Transición presidencial: ¿Cómo la tecnología puede blindar el proceso contra la opacidad y la corrupción?
Keiko Fujimori acelera la transición presidencial en Perú, pero el proceso enfrenta riesgos de opacidad y manipulación. DemocraXY explora cómo blockchain, IA y apps móviles podrían garantizar transparencia en cada etapa.
La candidata presidencial Keiko Fujimori ha intensificado los preparativos para la transición de gobierno en Perú, asegurando que su equipo está listo para 'resolver los problemas del país y tomar decisiones'. Según declaraciones recogidas por *El País*, Fujimori destacó la urgencia de formar un gabinete eficiente y transparentar los procesos administrativos durante el cambio de mando. Sin embargo, el contexto actual —marcado por denuncias de opacidad en gestiones anteriores y desconfianza ciudadana hacia las élites políticas— plantea dudas sobre la capacidad del sistema tradicional para evitar irregularidades.

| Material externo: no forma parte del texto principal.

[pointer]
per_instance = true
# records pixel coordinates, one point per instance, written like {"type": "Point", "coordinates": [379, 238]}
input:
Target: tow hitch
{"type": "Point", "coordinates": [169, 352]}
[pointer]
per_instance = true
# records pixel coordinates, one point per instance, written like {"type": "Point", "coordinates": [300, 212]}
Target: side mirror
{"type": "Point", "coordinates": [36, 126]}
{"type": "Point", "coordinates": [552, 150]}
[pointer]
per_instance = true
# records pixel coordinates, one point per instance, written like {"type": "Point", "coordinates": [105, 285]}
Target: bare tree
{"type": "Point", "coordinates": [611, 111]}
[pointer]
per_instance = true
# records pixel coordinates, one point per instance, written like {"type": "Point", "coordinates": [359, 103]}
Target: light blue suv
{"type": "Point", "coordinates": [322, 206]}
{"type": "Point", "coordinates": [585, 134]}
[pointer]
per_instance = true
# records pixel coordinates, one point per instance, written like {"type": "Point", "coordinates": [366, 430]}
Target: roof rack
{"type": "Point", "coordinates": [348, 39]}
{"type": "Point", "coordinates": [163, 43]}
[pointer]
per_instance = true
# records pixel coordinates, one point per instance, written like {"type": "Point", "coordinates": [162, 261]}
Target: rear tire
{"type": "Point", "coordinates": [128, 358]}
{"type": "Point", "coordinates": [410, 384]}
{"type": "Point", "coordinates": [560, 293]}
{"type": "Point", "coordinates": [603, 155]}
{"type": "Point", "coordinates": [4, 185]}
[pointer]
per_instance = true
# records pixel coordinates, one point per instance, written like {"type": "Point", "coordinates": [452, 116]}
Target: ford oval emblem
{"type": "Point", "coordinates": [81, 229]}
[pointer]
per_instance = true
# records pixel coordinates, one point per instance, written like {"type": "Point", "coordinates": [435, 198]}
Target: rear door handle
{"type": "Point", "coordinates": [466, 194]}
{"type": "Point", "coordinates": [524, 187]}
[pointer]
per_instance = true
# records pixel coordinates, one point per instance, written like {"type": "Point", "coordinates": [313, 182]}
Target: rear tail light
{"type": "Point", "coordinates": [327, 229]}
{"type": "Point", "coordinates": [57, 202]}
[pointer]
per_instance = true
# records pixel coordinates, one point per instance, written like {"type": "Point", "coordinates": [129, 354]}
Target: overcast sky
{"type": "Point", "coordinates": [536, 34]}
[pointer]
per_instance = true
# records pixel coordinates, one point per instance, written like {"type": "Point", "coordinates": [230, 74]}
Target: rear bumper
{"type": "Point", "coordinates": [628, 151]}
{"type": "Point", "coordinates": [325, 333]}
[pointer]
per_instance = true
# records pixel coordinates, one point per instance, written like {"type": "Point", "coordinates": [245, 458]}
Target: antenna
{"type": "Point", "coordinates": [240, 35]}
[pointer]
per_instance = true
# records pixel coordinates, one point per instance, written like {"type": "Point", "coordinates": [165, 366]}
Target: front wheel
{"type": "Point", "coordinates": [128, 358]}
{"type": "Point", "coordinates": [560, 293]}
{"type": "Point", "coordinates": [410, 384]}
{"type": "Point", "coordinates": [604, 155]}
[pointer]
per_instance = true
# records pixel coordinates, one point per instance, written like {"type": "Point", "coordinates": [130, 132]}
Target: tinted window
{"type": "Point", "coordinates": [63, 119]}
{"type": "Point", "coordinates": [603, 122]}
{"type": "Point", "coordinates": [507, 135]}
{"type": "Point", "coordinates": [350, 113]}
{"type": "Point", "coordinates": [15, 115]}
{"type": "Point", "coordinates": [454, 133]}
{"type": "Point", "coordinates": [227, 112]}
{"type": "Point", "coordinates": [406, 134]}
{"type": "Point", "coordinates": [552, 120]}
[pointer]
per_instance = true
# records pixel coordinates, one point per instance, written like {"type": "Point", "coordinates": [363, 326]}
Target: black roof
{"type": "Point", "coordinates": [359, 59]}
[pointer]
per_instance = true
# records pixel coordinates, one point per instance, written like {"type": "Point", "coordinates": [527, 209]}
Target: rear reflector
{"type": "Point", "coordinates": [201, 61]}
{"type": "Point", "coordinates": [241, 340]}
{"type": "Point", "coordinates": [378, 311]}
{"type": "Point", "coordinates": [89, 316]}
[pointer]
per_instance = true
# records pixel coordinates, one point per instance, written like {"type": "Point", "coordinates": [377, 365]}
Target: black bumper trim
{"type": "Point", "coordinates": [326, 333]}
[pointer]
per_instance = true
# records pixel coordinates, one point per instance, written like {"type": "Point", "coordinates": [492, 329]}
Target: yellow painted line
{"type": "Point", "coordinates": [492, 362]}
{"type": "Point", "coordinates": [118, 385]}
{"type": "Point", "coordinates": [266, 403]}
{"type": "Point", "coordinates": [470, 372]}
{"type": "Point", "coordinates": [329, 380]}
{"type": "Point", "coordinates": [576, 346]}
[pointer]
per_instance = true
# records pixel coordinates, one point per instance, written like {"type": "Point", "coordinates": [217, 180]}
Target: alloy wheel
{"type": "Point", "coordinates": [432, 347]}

La noticia llega en un momento crítico: Perú registra un 68% de desaprobación al Congreso según encuestas recientes, lo que refleja el hartazgo social frente a la corrupción sistémica que ha permeado instituciones clave como el Ministerio Público y el Poder Judicial.
El proceso de transición presidencial en Perú suele concentrar poder en círculos cerrados, donde acuerdos informales y favores políticos reemplazan a la rendición de cuentas. Ejemplos recientes, como las filtraciones de audios que involucraron a altos funcionarios en actos de tráfico de influencias, demuestran que la falta de trazabilidad en las decisiones públicas facilita la impunidad. Además, la opacidad en la designación de cargos clave —como el de primer ministro o ministros— ha sido históricamente un caldo de cultivo para la corrupción, con casos como el de *Los Cuellos Blancos del Puerto* que expusieron redes de sobornos en el sistema judicial. La urgencia de Fujimori por acelerar el proceso choca con la necesidad de mecanismos que garanticen que cada paso sea auditado en tiempo real, algo que el sistema actual, basado en documentos físicos y reuniones privadas, no puede ofrecer.
La tecnología emerge como una herramienta clave para blindar la transición contra la manipulación. DemocraXY propone un sistema donde cada decisión —desde la conformación del gabinete hasta la asignación de recursos— quede registrada en una blockchain pública, inmutable y accesible para la ciudadanía. La visión contempla el uso de inteligencia artificial para analizar patrones de conflicto de interés en las designaciones propuestas, cruzando datos con bases de datos abiertas (como las declaraciones juradas de patrimonio) y alertando en tiempo real sobre posibles irregularidades. Además, el plan incluye una aplicación móvil que permita a los ciudadanos monitorear el avance de la transición mediante métricas claras: tiempo de respuesta de cada entidad, cumplimiento de plazos legales y justificación pública de cada nombramiento.
La solución no busca reemplazar la voluntad política, sino crear un ecosistema donde la transparencia sea la norma y no la excepción. En lugar de confiar en promesas verbales o documentos sellados, la tecnología permitiría que cada ciudadano —desde Lima hasta las regiones más alejadas— verifique que los compromisos asumidos durante la campaña se cumplan. El riesgo de que la transición se convierta en otro episodio de opacidad no es teórico: en 2021, el 42% de los peruanos creía que el proceso de cambio de mando estaba 'manchado por intereses ocultos', según Datum Internacional. Con herramientas como estas, el proceso podría ser auditado por miles de ojos, no solo por unos pocos auditores con acceso limitado.